From owner-freebsd-hackers  Tue Oct 24 15:14:19 2000
Delivered-To: freebsd-hackers@freebsd.org
Received: from fw.wintelcom.net (ns1.wintelcom.net [209.1.153.20])
	by hub.freebsd.org (Postfix) with ESMTP
	id 557B537B479; Tue, 24 Oct 2000 15:14:15 -0700 (PDT)
Received: (from bright@localhost)
	by fw.wintelcom.net (8.10.0/8.10.0) id e9OMEEV20728;
	Tue, 24 Oct 2000 15:14:14 -0700 (PDT)
Date: Tue, 24 Oct 2000 15:14:14 -0700
From: Alfred Perlstein <bright@wintelcom.net>
To: Matt Dillon <dillon@earth.backplane.com>
Cc: ps@FreeBSD.ORG, hackers@FreeBSD.ORG
Subject: Re: vm_pageout_scan badness
Message-ID: <20001024151414.P28123@fw.wintelcom.net>
References: <20001024112708.E28123@fw.wintelcom.net> <200010242010.e9OKAJK19739@earth.backplane.com>
Mime-Version: 1.0
Content-Type: text/plain; charset=us-ascii
Content-Disposition: inline
User-Agent: Mutt/1.2.4i
In-Reply-To: <200010242010.e9OKAJK19739@earth.backplane.com>; from dillon@earth.backplane.com on Tue, Oct 24, 2000 at 01:10:19PM -0700
Sender: owner-freebsd-hackers@FreeBSD.ORG
Precedence: bulk
X-Loop: FreeBSD.ORG

* Matt Dillon <dillon@earth.backplane.com> [001024 13:11] wrote:
>     Ouch.  The original VM code assumed that pages would not often be
>     ripped out from under the pageadaemon, so it felt free to restart
>     whenever.  I think you are absolutely correct in regards to the
>     clustering code causing nearby-page ripouts.

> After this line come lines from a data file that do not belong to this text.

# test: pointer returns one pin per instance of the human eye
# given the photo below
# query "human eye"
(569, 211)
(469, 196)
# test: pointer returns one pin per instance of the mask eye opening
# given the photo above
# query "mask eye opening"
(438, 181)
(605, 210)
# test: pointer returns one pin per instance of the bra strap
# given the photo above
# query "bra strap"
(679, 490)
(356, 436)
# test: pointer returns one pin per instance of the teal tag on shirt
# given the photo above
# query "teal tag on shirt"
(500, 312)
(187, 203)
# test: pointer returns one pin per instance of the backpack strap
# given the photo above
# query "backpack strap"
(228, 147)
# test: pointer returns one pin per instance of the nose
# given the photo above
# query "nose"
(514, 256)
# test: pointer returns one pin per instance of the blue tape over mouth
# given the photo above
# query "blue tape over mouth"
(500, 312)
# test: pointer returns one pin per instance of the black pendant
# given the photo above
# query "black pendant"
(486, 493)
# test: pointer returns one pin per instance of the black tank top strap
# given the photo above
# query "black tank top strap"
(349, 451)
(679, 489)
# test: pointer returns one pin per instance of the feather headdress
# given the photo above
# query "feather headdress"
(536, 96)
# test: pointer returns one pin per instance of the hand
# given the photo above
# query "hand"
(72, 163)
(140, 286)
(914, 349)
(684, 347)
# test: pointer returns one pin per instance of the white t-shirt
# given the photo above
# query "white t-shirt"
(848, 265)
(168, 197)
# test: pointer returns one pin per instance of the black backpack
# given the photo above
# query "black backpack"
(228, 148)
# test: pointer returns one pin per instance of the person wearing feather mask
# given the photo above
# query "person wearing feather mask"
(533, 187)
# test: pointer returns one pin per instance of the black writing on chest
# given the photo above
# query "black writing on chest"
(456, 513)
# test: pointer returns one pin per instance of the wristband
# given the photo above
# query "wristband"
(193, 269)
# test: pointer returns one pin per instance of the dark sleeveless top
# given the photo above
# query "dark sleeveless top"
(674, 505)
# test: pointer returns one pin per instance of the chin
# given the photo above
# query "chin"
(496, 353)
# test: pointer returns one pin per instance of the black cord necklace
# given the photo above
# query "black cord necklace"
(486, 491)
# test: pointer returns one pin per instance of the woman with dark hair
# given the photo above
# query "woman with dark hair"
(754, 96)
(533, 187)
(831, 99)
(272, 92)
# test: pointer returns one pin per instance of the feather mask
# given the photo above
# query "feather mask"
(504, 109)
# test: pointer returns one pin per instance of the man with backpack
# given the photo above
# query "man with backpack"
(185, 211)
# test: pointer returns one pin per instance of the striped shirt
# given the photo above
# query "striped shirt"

Yes, it would make sense to me that if you did a sequential write
to a file after some time it would be likely that those pages would
be put in order on the inactive queue and when cluster written
'next' would be on a different queue as it was written along with
the preceeding page.

>     I don't have much time available, but let me take a crack at the
>     problem tonight.  I don't think we want to add another workaround to
>     code that already has too many of them.  The solution may be
>     to create a dummy placemarker vm_page_t and to insert it into the pagelist
>     just after the current page after we've locked it and decided we have
>     to do something significant to it.  We would then be able to pick the
>     scan up where we left off using the placemarker.
> 
>     This would allow us to get rid of the restart code entirely, or at least
>     devolve it back into its original design (i.e. something that would not
>     happen very often).  Since we already have cache locality of reference for
>     the list node, the placemarker idea ought to be quite fast.
> 
>     I'll take a crack at implementing the openbsd (or was it netbsd?) partial
>     fsync() code as well, to prevent the update daemon from locking up large
>     files that have lots of dirty pages for long periods of time.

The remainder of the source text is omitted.